Amid howls of protest by Hispanic advocacy groups and left-wing politicians, agents of the federal Immigration and Customs Enforcement agency apprehended and detained hundreds of criminal illegal aliens last week and began to process them for deportation as part of Operation Cross Check. But the operation still falls far short of capturing the hundreds of thousands of known criminal aliens still at large.
Cristina Jimenez, executive director of United We Dream was one of many Hispanic leaders who criticized efforts to expel criminal aliens. “Our community has seen an increase of ICE activity where we have heard ICE agents are going to people’s homes and detaining people,” she said.
ICE said it conducted operations in several states and arrested 200 people, the majority of whom had criminal convictions. The agency said the arrests were part of a targeted operation that is routinely done by its fugitive operations team. During such operations the agency may also arrest other people who may have violated immigration laws, the agency said.
But ICE has much more work to do.

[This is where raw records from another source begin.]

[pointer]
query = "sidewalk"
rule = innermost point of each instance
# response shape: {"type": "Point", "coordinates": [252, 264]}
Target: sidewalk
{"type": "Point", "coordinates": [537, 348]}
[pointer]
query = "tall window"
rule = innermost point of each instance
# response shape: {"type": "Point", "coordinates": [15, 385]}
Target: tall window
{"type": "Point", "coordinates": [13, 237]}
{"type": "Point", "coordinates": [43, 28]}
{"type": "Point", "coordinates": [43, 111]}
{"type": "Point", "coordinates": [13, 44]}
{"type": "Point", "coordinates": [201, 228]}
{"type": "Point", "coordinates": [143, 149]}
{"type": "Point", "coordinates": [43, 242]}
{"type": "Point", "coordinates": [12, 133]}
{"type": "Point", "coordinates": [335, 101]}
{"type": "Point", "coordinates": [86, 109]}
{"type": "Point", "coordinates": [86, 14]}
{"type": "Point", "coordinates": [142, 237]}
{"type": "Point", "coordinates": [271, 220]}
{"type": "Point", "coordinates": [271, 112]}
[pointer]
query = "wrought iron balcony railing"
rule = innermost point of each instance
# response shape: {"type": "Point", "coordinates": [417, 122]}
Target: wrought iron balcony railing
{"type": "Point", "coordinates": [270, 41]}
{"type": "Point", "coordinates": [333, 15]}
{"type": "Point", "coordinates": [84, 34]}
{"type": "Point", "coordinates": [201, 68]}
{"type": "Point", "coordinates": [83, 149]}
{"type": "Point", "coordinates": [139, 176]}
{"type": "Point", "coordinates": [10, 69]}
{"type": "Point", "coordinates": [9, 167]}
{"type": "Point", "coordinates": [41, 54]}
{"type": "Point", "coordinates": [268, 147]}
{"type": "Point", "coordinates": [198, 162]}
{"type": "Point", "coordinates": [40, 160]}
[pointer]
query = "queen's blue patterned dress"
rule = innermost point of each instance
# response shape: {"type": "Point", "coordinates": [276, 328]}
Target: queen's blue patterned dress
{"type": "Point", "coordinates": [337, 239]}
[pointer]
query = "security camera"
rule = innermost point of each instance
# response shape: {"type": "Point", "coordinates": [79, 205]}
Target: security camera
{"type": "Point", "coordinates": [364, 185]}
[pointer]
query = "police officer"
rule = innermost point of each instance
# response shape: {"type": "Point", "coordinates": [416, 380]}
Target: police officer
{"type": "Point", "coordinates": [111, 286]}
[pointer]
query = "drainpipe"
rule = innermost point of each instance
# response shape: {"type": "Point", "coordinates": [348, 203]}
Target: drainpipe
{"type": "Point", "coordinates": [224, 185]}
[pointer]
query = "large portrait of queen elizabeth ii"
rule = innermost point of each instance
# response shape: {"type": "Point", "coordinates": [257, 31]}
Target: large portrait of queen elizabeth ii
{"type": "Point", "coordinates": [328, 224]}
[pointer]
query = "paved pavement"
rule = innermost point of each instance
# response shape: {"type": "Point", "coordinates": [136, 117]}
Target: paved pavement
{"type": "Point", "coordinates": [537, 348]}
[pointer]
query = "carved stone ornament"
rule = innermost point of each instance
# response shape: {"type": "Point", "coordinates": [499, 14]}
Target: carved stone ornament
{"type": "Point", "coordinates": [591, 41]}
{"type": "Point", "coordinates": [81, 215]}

Every year, federal immigration authorities release into the U.S. population foreign nationals convicted of crimes — including murder — both because the U.S. Supreme Court has prohibited indefinite detention or because their home countries refuse to take them back even after immigration judges have ordered deportation.
At least 121 killings within a four-year span were carried out by convicted immigrants who were not deported, according to a 2015 U.S. Senate Judiciary Committee report.

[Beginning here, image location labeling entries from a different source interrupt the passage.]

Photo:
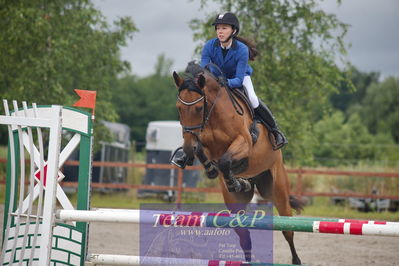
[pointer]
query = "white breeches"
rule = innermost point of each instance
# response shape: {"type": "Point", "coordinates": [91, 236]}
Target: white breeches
{"type": "Point", "coordinates": [250, 91]}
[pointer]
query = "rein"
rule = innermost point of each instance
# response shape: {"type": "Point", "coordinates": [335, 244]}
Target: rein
{"type": "Point", "coordinates": [205, 116]}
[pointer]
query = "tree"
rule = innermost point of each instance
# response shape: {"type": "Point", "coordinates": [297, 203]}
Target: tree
{"type": "Point", "coordinates": [342, 141]}
{"type": "Point", "coordinates": [354, 92]}
{"type": "Point", "coordinates": [379, 108]}
{"type": "Point", "coordinates": [141, 100]}
{"type": "Point", "coordinates": [49, 48]}
{"type": "Point", "coordinates": [296, 71]}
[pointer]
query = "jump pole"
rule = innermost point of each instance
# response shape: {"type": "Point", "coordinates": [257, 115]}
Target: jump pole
{"type": "Point", "coordinates": [278, 223]}
{"type": "Point", "coordinates": [106, 259]}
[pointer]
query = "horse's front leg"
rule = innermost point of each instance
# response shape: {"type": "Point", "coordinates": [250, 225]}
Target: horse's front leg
{"type": "Point", "coordinates": [234, 162]}
{"type": "Point", "coordinates": [210, 167]}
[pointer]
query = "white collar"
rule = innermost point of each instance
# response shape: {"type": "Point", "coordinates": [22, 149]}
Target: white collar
{"type": "Point", "coordinates": [227, 47]}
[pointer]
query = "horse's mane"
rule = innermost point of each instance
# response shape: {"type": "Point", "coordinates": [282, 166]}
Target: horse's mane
{"type": "Point", "coordinates": [193, 70]}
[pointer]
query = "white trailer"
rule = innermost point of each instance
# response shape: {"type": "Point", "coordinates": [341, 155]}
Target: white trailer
{"type": "Point", "coordinates": [162, 138]}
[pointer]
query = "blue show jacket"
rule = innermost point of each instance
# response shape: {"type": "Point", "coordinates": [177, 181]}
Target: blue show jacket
{"type": "Point", "coordinates": [234, 65]}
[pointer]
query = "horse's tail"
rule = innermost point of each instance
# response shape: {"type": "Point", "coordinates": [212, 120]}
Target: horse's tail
{"type": "Point", "coordinates": [296, 204]}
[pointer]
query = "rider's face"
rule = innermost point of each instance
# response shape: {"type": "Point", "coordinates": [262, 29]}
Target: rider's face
{"type": "Point", "coordinates": [223, 31]}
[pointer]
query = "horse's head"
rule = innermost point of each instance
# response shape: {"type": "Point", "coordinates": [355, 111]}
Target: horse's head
{"type": "Point", "coordinates": [192, 107]}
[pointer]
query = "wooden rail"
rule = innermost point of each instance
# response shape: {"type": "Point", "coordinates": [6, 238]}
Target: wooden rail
{"type": "Point", "coordinates": [298, 190]}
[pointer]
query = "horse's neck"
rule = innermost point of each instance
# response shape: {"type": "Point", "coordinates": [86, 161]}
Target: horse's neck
{"type": "Point", "coordinates": [225, 117]}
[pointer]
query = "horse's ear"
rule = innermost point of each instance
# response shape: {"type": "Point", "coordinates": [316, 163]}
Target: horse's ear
{"type": "Point", "coordinates": [177, 78]}
{"type": "Point", "coordinates": [201, 81]}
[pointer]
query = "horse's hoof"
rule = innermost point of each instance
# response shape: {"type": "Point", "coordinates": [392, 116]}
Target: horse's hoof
{"type": "Point", "coordinates": [212, 173]}
{"type": "Point", "coordinates": [296, 261]}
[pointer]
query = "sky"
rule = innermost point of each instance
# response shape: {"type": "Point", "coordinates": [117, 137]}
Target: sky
{"type": "Point", "coordinates": [164, 29]}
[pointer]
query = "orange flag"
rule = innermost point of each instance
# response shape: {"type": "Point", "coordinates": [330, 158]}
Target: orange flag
{"type": "Point", "coordinates": [87, 99]}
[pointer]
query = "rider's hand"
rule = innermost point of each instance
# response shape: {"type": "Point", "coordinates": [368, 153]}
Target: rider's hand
{"type": "Point", "coordinates": [223, 81]}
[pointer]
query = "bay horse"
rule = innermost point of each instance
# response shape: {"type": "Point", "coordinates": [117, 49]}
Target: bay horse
{"type": "Point", "coordinates": [219, 136]}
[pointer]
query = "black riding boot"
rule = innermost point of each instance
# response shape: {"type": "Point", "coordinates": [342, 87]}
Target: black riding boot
{"type": "Point", "coordinates": [264, 114]}
{"type": "Point", "coordinates": [180, 158]}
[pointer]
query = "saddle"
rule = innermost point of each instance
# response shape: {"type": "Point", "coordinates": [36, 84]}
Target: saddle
{"type": "Point", "coordinates": [242, 94]}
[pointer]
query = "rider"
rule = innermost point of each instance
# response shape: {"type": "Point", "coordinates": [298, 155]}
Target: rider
{"type": "Point", "coordinates": [231, 54]}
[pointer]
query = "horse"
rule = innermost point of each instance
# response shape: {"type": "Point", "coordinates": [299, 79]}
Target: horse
{"type": "Point", "coordinates": [215, 127]}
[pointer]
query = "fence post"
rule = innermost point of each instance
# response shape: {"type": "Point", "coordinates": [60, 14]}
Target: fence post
{"type": "Point", "coordinates": [299, 188]}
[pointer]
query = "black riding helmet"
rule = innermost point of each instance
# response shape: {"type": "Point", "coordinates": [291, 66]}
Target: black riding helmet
{"type": "Point", "coordinates": [229, 19]}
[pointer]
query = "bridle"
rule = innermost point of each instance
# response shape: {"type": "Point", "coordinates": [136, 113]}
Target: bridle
{"type": "Point", "coordinates": [206, 113]}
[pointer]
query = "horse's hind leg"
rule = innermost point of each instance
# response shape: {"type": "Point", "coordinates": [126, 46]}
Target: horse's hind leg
{"type": "Point", "coordinates": [236, 202]}
{"type": "Point", "coordinates": [281, 200]}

“This disturbing fact follows ICE’s admission that, of the 36,007 criminal aliens it released from ICE custody in Fiscal Year 2013, 1,000 have been re-convicted of additional crimes in the short time since their release,” according to the report.
The Committee revealed that 121 immigrant convicts were charged with homicide following their release from ICE custody between 2010 and 2014. It also noted that in 2014, ICE released 2,457 immigrant convicts because of the Supreme Court ruling prohibiting detention of deportable foreign nationals beyond six months.
In a speech in Phoenix during the campaign, presidential candidate Donald Trump vowed to deport immigrant criminals regardless of whether their countries agreed to take them back.
“There are at least 23 countries that refuse to take their people back after they’ve been ordered to leave the United States,” Trump said. “Including large numbers of violent criminals. They won’t take them back. So we say, ‘Okay, we’ll keep them.’ Not going to happen with me, not going to happen with me.”
One possible way to convince foreign countries to accept their native citizens after committing crimes in the U.S. would be to deny future visas to citizens from countries reluctant to take back deportable nationals. But so far, President Trump has made no announcement of such a policy.